Parenzo: "La Corte suprema americana è di nomina trumpiana e fa sorridere il suo appello, soprattutto dopo che aveva appena nominato un nuovo membro. Fa sorridere perché la democrazia americana, insieme a quella inglese, è una delle più antiche del mondo. È una grande democrazia che ha i suoi pesi e contrappesi. A me ha fatto impressione questa sua sortita nel bel mezzo del conto delle schede. Presentarsi di notte ai suoi elettori dalla Casa Bianca e dire “mi stanno imbrogliando”, proprio lui che ancora governa è davvero al limite della commedia. Cala il sipario su un personaggio incredibile".

Cruciani: "Non amo i ricorsi, i tribunali e le carte bollate non mi piacciono. Trump dovrebbe accettare di aver perso e buonanotte e grazie".

Biden, probabilmente, alla fine, vincerà, ma con uno scatto inferiore al previsto. Cosa ha sbagliato?

Parenzo: "Biden non è un candidato sexy. I democratici avrebbero potuto trovare figure un po’ più di spicco, un candidato un po’ più giovane. Qui sembra di stare a Villa Arzilla. Una grande democrazia come quella americana non è riuscita a portare un 40enne in questa nuova stagione?"

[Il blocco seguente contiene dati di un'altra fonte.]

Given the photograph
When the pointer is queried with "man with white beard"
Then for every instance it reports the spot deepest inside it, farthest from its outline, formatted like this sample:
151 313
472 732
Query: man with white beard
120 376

Cruciani: "Biden è un candidato inesistente e impalpabile. Forse ha vinto proprio per questo. Chi vince non ha sbagliato niente. Forse è stato più bravo della Clinton a pescare voti sia al centro sia all'estrema sinistra".

Alla fine, secondo lei, chi vincerà e perché?

Parenzo: "Biden non eccita gli animi, però, forse è la persona giusta dopo questa incredibile era trumpiana che è sembrata durare 20 anni. Ogni anno di Trump equivale a 7 come quella dei gatti. Secondo me vincerà Biden perché il virus ha spostato molto le paure dell’elettorato. Trump è un “ganassa”, è incredibile. Lui parla di poteri forti, lui che è stato alla Casa Bianca? La cifra dei populisti è proprio questa capacità di riuscire recitare diverse parti in commedia. Lui è tutto e il suo contrario. È riuscita a far eleggere una deputata complottista che credono negli alieni…la presidenza Biden sarà una presidenza normalizzatrice rispetto a questo ciclo trumpiano".

Cruciani: "Biden evidentemente è riuscito a fare una buona campagna elettorale negli Stati chiave e perché il Covid ha indebolito Trump. Una parte dell'America lo ha punito".